The National Association of College Bookstores supported the study, however, stating that after reviewing the report, it believed the GAO’s report was accurate.

Whomever is right, the point still remains: textbook prices are still high, even at $600 for the average student.

Some of the main factors for the increase of those prices, as stated before, are due to the addition of software, a little more content, etc.

Some faculty requests those additions, but several don’t. And since I have been here at CSUN, very few professors have chosen cheap textbooks for students. I’m not the only one to say that, either. I know several students who have moaned the same complaints.

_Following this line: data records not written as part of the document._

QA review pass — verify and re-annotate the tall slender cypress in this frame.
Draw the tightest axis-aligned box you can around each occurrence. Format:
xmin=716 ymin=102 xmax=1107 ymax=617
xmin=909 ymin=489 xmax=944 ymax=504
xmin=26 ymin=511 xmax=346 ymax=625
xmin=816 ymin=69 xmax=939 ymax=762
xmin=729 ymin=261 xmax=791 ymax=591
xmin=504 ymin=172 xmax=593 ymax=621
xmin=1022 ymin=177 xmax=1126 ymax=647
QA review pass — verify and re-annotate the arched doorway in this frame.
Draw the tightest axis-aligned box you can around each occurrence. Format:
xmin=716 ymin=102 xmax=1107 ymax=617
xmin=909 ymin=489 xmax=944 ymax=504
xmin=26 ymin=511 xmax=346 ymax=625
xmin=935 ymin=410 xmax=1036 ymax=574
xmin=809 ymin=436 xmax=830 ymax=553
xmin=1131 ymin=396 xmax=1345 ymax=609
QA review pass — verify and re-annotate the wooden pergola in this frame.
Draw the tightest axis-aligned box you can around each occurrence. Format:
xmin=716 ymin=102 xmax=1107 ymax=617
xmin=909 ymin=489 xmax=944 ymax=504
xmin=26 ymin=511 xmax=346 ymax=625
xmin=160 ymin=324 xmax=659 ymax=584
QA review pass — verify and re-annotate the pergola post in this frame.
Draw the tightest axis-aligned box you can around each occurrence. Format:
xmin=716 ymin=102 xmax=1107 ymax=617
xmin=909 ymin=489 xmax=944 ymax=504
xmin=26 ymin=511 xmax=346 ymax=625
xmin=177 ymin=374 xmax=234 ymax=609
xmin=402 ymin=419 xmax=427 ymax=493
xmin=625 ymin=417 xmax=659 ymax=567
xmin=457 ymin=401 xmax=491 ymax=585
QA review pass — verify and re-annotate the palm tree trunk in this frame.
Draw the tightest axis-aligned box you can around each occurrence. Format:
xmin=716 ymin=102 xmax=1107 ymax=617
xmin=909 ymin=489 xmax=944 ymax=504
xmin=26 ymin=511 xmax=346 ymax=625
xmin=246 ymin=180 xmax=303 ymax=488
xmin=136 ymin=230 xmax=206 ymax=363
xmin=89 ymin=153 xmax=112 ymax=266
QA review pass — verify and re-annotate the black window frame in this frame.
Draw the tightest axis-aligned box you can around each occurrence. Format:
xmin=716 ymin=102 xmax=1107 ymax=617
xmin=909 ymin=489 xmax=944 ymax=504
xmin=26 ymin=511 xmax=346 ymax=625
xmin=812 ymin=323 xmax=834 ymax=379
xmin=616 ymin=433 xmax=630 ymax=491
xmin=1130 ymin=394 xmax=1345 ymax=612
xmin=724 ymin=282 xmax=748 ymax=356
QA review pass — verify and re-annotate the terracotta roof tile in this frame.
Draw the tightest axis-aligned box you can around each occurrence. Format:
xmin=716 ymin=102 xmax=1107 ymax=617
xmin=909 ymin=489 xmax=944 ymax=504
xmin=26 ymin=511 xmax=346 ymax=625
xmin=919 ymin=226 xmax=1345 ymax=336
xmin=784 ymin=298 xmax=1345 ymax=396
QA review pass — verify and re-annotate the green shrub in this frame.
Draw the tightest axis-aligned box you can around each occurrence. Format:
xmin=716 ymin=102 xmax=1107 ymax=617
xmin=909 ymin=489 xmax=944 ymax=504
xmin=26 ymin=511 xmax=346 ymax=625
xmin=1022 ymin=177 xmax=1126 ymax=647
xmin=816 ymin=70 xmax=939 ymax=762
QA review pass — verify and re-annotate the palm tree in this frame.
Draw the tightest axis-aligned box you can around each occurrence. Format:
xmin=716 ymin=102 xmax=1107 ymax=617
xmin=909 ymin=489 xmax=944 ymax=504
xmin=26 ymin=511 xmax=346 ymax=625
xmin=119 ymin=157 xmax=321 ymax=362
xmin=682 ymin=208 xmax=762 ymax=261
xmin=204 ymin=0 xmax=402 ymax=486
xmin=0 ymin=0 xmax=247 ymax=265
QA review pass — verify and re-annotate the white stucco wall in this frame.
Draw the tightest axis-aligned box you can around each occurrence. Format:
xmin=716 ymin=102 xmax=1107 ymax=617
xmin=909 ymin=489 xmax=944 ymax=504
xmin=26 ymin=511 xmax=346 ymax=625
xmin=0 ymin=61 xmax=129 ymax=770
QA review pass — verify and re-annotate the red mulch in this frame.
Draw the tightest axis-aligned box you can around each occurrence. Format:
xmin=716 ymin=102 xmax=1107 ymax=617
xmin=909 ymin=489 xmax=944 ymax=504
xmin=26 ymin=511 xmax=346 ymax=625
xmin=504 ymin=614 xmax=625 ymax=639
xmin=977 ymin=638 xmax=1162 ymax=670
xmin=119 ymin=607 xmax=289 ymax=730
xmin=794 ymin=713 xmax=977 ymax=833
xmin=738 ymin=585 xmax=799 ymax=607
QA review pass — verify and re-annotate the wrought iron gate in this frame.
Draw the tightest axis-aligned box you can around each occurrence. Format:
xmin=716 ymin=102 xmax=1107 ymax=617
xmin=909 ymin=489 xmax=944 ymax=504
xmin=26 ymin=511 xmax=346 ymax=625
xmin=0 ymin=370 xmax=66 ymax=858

So the pressure is on, and this campaign, which is detailed on www.maketextbooksaffordable.com, has already started.

There are different tactics you can use to fight these textbook prices. Buy books from British web sites, or switch books with your fellow classmates at www.CampusBookSwap.com.

High textbook prices aren’t new, obviously, but a zeal to send those prices slowly streaming down the high-priced ladder hasn’t been instilled into the CSUN community, at least to the best of my knowledge.

Whatever any one can do to make textbooks affordable, except for getting violent, do it.

Pressure will get to these publishers to lower them. It’s time to get up and do something. You should be fed up, too.